Pipers Kopf streckte sich zum Fenster. Ein silberner Hyundai, perfekt für einen Familienausflug, parkte vorm Eingang zum Heim.
„Leo steht schon unten.“, teilte sie Milou mit.
Bevor sie aus der Tür verschwinden wollte, stemmte Piper ihre Arme in die Hüfte. „Hast du nicht etwas vergessen?“
Milou umarmte sie noch schnell.
„Viel Spaß, Süße!“, rief Piper ihr noch hinterher.
Mit der schweren Tasche und den vielen Gedanken auch an alles gedacht zu haben, kam sie unten an. Ihre Erzieherin, Leonora, verabschiedete sich und half ihr Gepäck ins Auto zu tragen. Zum ersten Mal sah Milou Sebastian von nahem. Ein Kribbeln durchfuhr ihren Körper, als er ihr seine Hand reichte. Leos Frau, Melinda, hatte sie schon kennengelernt. Gegenseitig musterten sie sich misstrauisch, aber nach einiger Zeit tauchte in beiden Gesichtern ein Lächeln auf. Im Auto saßen die Zwei zusammen. Sebastian musste sich in die Mitte quetschen, denn auf dem rechten Sitzplatz lagen noch einige Gepäckstücke.
„Keine Sorge in zwei Stunden sind wir da.“, rief Leo, der am Steuer saß und ständig auf sein Navigationssystem achtete. Melinda war sehr gesprächig und konnte deshalb keine fünf Minuten still sein. Ihrem Mann machte das überhaupt nichts aus. Aber Sebastian störte es ein wenig durch seine ständig genervten Seufzer.
„Wie ein Wasserfall.“, murmelte er unzufrieden.
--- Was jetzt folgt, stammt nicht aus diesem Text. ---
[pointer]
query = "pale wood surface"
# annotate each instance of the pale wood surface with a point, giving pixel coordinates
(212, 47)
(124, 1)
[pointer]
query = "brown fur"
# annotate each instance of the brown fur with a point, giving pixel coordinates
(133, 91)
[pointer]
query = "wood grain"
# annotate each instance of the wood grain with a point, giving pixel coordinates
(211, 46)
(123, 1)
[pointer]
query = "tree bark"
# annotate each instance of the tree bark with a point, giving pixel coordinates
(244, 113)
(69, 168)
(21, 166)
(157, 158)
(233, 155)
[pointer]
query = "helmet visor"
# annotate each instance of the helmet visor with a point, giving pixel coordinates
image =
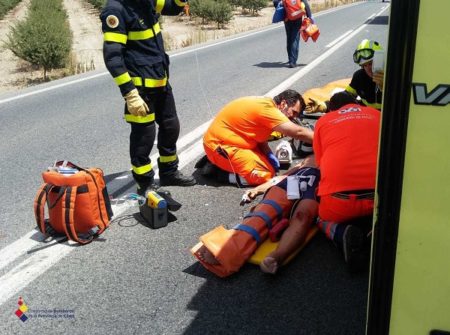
(363, 55)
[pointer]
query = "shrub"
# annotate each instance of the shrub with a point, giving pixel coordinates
(253, 5)
(6, 6)
(97, 3)
(44, 38)
(212, 10)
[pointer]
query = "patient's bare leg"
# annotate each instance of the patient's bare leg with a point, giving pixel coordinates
(294, 235)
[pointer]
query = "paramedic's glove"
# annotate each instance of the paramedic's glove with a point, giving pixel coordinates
(316, 106)
(378, 78)
(248, 197)
(135, 104)
(273, 161)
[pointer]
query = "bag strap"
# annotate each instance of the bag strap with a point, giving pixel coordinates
(39, 206)
(40, 201)
(68, 209)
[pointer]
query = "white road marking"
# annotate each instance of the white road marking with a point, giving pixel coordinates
(329, 45)
(43, 259)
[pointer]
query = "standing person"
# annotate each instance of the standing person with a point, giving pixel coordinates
(364, 84)
(346, 149)
(236, 140)
(292, 26)
(134, 54)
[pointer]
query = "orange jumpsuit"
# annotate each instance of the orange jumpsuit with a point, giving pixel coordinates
(233, 138)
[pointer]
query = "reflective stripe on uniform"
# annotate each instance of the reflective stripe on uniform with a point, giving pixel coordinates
(159, 5)
(351, 90)
(122, 79)
(140, 119)
(375, 105)
(149, 82)
(167, 159)
(142, 169)
(144, 34)
(115, 37)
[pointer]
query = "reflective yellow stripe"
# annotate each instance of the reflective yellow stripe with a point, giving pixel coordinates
(180, 3)
(167, 159)
(142, 169)
(122, 79)
(155, 82)
(159, 5)
(137, 81)
(149, 82)
(145, 34)
(140, 119)
(351, 90)
(115, 37)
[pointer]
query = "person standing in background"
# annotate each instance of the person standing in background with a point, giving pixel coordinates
(292, 24)
(134, 54)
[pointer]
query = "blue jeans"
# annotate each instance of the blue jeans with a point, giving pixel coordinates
(292, 39)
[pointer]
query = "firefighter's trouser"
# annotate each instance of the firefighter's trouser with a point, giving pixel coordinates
(143, 133)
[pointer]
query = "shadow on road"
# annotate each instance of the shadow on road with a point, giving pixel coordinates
(314, 294)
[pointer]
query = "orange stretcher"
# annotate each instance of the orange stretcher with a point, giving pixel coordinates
(233, 247)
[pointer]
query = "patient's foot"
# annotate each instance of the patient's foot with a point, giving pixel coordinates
(206, 256)
(269, 265)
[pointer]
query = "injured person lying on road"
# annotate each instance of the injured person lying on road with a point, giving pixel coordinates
(224, 251)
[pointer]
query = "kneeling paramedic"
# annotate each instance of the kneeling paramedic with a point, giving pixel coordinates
(236, 140)
(134, 54)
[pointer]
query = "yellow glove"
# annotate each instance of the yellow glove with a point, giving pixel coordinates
(378, 78)
(275, 135)
(135, 104)
(315, 106)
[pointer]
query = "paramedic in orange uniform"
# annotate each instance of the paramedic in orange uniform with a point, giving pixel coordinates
(236, 140)
(346, 149)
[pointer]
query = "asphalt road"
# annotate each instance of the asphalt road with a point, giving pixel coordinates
(135, 280)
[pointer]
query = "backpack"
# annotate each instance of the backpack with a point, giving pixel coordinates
(295, 9)
(77, 201)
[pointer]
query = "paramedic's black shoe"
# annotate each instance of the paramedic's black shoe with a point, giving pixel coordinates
(354, 251)
(209, 169)
(143, 189)
(176, 179)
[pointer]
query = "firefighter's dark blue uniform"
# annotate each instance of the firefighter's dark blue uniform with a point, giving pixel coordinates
(134, 55)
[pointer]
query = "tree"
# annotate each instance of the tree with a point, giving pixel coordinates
(44, 38)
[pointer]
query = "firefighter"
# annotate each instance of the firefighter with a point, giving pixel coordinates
(134, 54)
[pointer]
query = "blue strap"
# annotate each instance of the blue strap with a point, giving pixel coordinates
(250, 230)
(262, 215)
(275, 205)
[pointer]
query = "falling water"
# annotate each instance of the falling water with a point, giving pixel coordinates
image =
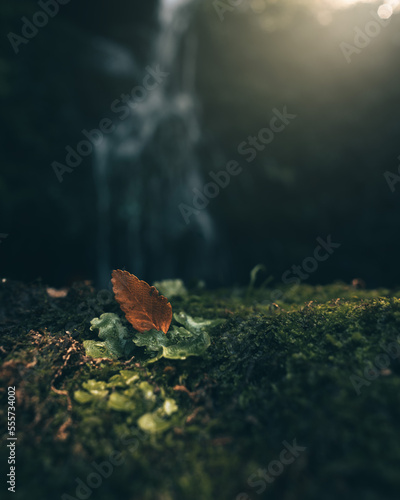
(149, 165)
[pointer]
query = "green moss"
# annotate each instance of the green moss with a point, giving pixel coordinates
(325, 373)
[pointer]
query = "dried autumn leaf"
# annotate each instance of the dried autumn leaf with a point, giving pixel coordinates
(143, 306)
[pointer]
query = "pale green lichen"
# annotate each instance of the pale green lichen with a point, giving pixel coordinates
(191, 339)
(124, 393)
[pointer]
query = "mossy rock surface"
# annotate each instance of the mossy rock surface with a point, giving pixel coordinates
(318, 370)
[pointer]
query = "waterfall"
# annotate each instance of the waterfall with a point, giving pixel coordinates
(149, 165)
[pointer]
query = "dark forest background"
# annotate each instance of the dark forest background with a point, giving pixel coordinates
(323, 176)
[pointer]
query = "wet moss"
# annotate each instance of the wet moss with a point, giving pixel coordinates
(318, 365)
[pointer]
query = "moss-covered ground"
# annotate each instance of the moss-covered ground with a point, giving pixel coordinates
(318, 370)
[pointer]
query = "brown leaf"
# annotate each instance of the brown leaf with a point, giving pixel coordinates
(142, 304)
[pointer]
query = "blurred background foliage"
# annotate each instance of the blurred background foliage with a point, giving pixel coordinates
(324, 175)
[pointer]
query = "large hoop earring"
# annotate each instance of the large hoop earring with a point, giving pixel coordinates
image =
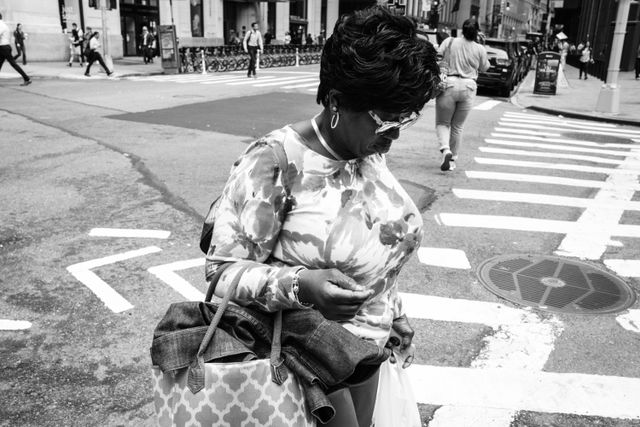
(334, 120)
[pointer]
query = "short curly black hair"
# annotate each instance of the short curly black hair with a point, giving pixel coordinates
(377, 62)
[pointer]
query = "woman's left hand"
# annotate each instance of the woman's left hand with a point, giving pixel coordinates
(403, 340)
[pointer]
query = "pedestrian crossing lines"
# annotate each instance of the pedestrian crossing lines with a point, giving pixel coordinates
(536, 145)
(305, 81)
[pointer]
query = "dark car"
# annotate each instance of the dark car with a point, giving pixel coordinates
(504, 67)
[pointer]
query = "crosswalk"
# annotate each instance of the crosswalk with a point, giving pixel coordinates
(306, 81)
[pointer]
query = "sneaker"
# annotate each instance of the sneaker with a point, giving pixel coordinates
(446, 160)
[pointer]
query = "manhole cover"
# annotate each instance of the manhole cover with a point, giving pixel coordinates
(555, 284)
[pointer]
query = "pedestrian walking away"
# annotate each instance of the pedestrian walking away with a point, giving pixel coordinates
(252, 44)
(586, 58)
(339, 254)
(75, 45)
(463, 58)
(19, 37)
(5, 51)
(94, 55)
(638, 62)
„Deine Mom?“, fragte Milou und schaute in seine leuchtenden blauen Augen.
„Sie ist nicht einmal meine Mutter. Mein Vater übernahm schon bei meiner Geburt das Sorgerecht, da meine Mutter damit nicht klar kam und in eine psychiatrische Klinik eingeliefert wurde. Danach hörte niemand etwas von ihr.“
„Das tut mir leid. Hättest du sie gerne kennen gelernt?“, fragte Milou und verzog eine traurige Mimik.
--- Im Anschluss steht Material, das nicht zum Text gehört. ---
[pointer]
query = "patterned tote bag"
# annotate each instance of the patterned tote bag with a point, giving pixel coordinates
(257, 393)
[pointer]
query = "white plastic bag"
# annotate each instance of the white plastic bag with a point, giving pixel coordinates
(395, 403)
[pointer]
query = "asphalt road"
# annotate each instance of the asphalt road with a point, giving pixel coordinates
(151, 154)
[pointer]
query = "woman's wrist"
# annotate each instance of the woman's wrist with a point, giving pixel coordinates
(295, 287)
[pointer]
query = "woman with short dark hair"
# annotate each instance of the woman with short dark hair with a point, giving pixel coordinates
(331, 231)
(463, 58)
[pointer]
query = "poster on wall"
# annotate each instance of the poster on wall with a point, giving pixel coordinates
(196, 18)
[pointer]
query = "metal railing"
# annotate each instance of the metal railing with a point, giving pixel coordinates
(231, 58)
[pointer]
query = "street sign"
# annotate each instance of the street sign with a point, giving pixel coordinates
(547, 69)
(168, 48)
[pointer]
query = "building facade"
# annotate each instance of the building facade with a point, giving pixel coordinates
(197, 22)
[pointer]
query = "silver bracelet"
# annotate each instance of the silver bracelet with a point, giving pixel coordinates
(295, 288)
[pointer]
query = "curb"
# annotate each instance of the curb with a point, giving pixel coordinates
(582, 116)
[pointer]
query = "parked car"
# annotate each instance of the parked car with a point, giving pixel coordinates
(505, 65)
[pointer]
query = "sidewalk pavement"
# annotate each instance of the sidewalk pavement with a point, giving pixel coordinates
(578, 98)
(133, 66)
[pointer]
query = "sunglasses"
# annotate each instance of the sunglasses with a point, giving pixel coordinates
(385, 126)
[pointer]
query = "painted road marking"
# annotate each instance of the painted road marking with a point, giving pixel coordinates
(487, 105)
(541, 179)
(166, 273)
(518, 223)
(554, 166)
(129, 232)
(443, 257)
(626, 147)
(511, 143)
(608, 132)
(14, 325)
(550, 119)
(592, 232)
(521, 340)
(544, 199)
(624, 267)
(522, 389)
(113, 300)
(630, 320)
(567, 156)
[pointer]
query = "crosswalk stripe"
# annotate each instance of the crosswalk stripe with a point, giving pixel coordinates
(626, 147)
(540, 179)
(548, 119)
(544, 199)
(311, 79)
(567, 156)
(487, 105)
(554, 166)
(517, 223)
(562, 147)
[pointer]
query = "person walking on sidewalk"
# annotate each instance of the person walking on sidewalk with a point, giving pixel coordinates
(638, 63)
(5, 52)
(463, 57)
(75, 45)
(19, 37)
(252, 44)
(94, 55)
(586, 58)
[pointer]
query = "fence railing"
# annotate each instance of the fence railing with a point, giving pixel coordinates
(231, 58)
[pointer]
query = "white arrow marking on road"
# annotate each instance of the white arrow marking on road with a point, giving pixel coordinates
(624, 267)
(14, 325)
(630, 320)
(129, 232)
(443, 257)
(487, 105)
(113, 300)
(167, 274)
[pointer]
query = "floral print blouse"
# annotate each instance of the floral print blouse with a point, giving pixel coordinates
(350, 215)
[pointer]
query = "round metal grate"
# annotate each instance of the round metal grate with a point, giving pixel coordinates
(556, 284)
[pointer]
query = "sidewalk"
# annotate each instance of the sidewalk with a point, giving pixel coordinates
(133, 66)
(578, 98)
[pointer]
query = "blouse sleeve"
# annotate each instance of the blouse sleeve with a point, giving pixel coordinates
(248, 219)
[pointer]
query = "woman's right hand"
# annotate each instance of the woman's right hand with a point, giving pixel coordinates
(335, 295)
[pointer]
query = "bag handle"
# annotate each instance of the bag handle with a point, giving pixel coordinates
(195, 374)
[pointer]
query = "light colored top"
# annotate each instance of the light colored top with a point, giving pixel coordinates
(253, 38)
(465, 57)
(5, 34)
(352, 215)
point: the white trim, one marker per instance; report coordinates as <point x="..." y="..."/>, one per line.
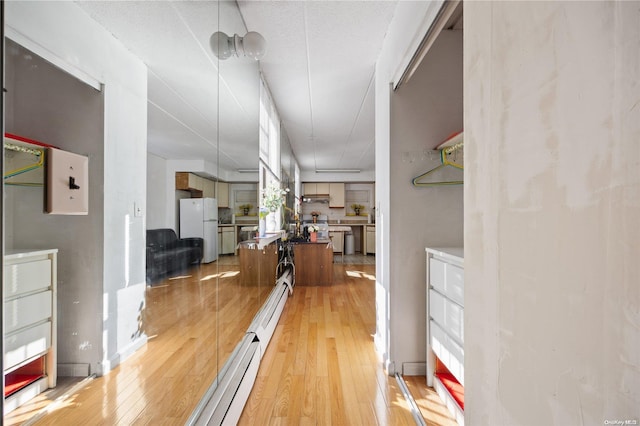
<point x="49" y="56"/>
„Keine Ahnung. Ich mag Melinda. Sie ist eine wirklich gute Mutter. Ich bin mir nicht mal sicher, ob das meine andere toppen könnte.“
„Naja, wenigstens hast du eine Familie. Es gibt nämlich nichts Schlimmeres als allein zu sein.“
„Ja, ich habe es von meinem Vater gehört. Das ist jetzt schon fast ein Jahr her. Das tut mir wirklich leid.“
Milou nickte. Die ersten Monate fielen ihr ehr schwer. Im Heim nannte man sie eine Zeit lang „die Stille“. Aus ihrem Mund sprudelten keine Wörter, ihre Mimik ähnelte die eines Toten und auch all die Nächte waren ein Schrecken. Erst durch Piper fand sie ihren Faden wieder. Nun ging es ihr viel besser als je zuvor. Manchmal strahlte ihr Gesicht durch das Lächeln wie die Sonne. Das Heim war doch nicht so schlecht. Der Ausflug mit Leos Familie, die für sie fast wie ihre eigene war, flickte allmählich Milous zerrissenes Herz. Zum ersten Mal ein richtiger Campingausflug in einem echten Camp. Auch wenn es nur für ein Wochenende war, aber die Aufregung für Milou war riesig.
Ihr Herz machte einen heftigen Sprung gegen ihre Burst, als Leo allen mitteilte, dass sie endlich ankamen.